How to improve your data center operations

Inspect your 'emergency power off' situation

This is the first in a series of stories that will focus on data center improvements. Some of the ideas will increase capacity, and others will increase redundancy; the last group will improve the overall efficiency and reliability of the electrical and mechanical infrastructure.

Each of these suggestions has been installed and tested in live environments.

Data center staffers are challenged when processing capacity is increased within existing facilities. While the reliability of hardware, software and networks has been improving, electrical and mechanical infrastructure improvements lag behind. Forensic evaluations of data center failures demonstrate that operator errors, electrical and mechanical single points of failure, design problems, and construction defects are the leading causes for data center disruptions.

This situation is bound to be made worse as more data centers are relocated or expanded over the next five years. Rakesh Kumar, an analyst at Gartner Inc., said that more than 70% of the Global 1,000 organizations will have to modify their data center facilities significantly during the next five years.

"These legacy data centers typically were built to a design specification of about 100 to 150 watts per square foot. Current design needs are about 300 to 400 watts per square foot.

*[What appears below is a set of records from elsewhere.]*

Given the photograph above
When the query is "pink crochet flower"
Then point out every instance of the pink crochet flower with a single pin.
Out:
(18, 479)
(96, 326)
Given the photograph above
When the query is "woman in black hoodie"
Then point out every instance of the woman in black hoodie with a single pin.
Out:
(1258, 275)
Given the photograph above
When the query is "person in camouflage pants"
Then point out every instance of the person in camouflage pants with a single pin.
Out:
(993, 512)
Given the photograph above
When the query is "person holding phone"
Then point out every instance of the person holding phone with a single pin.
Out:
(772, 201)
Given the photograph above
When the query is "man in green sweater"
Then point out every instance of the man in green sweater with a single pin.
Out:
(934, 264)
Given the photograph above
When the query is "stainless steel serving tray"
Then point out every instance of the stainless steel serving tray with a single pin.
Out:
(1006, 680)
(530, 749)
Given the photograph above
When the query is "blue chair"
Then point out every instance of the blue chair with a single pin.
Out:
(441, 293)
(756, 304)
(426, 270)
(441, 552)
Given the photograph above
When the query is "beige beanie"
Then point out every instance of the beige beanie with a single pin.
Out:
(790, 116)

By 2011, this could rise to more than 600 watts per square foot," Kumar said. "The implication is that most current data centers will be unable to host the next generation of high-density equipment, so CIOs will have to refurbish their established sites, build new ones or look for alternatives, such as using a hosting provider."

Unfortunately, the compaction of space required by IT hardware has resulted in unprecedented increases in power and cooling needs, outstripping facility infrastructure, design standards and space allocations. "Back of the house" spaces for power and cooling to support high-density computing are, in many data centers, larger than the computer area itself. Electrical and mechanical areas can be 400% larger than the raised-floor computing space in 250-watt-per-square-foot environments.

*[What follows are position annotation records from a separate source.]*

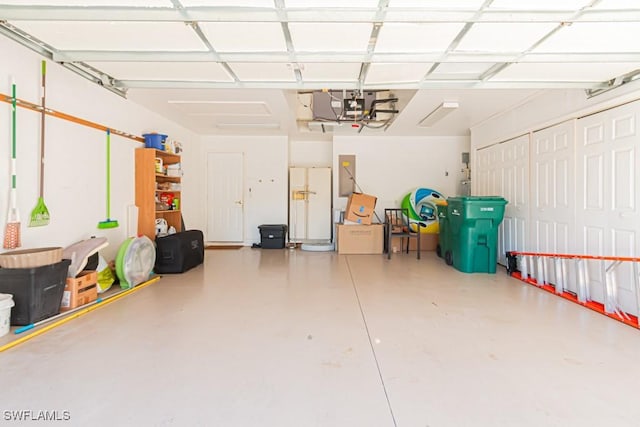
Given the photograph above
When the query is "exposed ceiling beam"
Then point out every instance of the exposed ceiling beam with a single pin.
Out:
(49, 52)
(279, 4)
(493, 71)
(428, 84)
(373, 39)
(338, 57)
(351, 14)
(456, 41)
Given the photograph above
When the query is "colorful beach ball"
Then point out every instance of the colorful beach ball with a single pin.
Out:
(421, 204)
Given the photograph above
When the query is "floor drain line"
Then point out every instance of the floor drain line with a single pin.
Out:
(373, 350)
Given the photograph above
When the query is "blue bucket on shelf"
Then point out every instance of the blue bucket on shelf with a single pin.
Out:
(154, 140)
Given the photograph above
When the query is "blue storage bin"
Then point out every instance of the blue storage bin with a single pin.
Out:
(154, 140)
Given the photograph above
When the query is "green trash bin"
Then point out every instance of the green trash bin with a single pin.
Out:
(472, 228)
(443, 227)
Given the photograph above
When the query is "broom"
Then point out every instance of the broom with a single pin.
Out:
(40, 214)
(12, 229)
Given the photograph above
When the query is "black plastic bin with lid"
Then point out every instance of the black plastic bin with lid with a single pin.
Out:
(272, 236)
(37, 291)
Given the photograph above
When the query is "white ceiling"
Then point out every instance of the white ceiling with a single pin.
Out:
(220, 66)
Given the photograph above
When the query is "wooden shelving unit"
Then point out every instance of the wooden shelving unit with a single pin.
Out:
(146, 190)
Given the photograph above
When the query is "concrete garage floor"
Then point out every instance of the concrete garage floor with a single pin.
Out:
(291, 338)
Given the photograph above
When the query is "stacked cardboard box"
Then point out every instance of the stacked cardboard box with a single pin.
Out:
(80, 290)
(358, 234)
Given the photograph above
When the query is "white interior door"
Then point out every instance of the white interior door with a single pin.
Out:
(319, 204)
(607, 218)
(310, 204)
(225, 218)
(553, 194)
(297, 204)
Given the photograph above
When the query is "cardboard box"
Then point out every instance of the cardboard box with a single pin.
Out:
(80, 290)
(360, 208)
(428, 242)
(360, 239)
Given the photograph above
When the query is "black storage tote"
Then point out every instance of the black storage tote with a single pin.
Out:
(177, 253)
(272, 236)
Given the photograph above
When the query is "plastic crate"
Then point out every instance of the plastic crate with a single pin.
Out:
(37, 292)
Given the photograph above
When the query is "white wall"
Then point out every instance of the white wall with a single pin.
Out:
(310, 153)
(549, 108)
(391, 167)
(75, 155)
(265, 179)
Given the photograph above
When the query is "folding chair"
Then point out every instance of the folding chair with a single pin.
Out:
(397, 225)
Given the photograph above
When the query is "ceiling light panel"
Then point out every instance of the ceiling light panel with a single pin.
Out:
(334, 72)
(463, 67)
(260, 72)
(124, 36)
(616, 4)
(397, 72)
(140, 3)
(416, 37)
(459, 71)
(528, 5)
(222, 108)
(503, 37)
(295, 4)
(245, 36)
(567, 72)
(594, 37)
(169, 71)
(228, 3)
(436, 4)
(330, 37)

At the same time, facility infrastructure support is shortchanged because data center infrastructure represents such a small portion of the real estate market and because the finances relative to the revenue are small. Data centers represent less than one tenth of one percent (0.1%) of all real estate construction in the U.S. In addition, these are lightly occupied or unoccupied buildings. Some are actually "lights-out" facilities that are fully automated, without any occupants.

Also, in a data center environment, annual facility costs, including infrastructure depreciation, is as little as 0.5% (one-half of one percent) of the IT budget. In a large company, the costs to operate and maintain the electrical and mechanical infrastructure can be less than one-thousandth of one percent of annual revenue, less than a rounding error. These small costs don't generally get much high-level attention.

Furthermore, data centers may be small areas located within a much larger building, camouflaging the true operational risks and utility expenses. For example, an international pharmaceutical company recently migrated a 1,000-square-foot, high-density server room into its 50,000-square-foot office building. The utility bill for the entire building doubled -- and has remained at that level for the past nine months.

EPO problems

This leads us to the first low-cost, low-risk, high-benefit opportunity for improving the reliability of your data center's critical power system: Inspect your emergency power off (EPO) switch.

These innocuous buttons are located at the exits of most data centers. Once pushed, critical power is shut down and can be reactivated only manually, typically by an electrician who knows the system. Disruptive events due to EPO include abnormal incidents that have shut down emergency 911 access and that have interrupted international trading, corporate accounting, pharmaceutical research and air traffic control.

Virtually every industry that relies on central data center functions has experienced EPO disruptions.

While some of the EPO disruptions were caused by faulty wiring, under-floor cable pulls snagging the EPO conduit, water leaks and poor maintenance, the majority of data centers shut down by EPO activation were caused by a human pushing an EPO button in error. In many cases, the activation was the result of an occupant pushing buttons near the exit thinking they were deactivating magnetic security locks.

In at least one recent case, the EPO disruption was done on purpose: A systems administrator shut down a data center that controls the California electrical grid.

Hundreds of incidents across the U.S. are reported annually in data centers. These are the same facilities where millions of dollars were originally invested to achieve electrical fault-tolerance and continuous availability. Every IT, network and telecommunications component powered in a raised-floor area is at risk.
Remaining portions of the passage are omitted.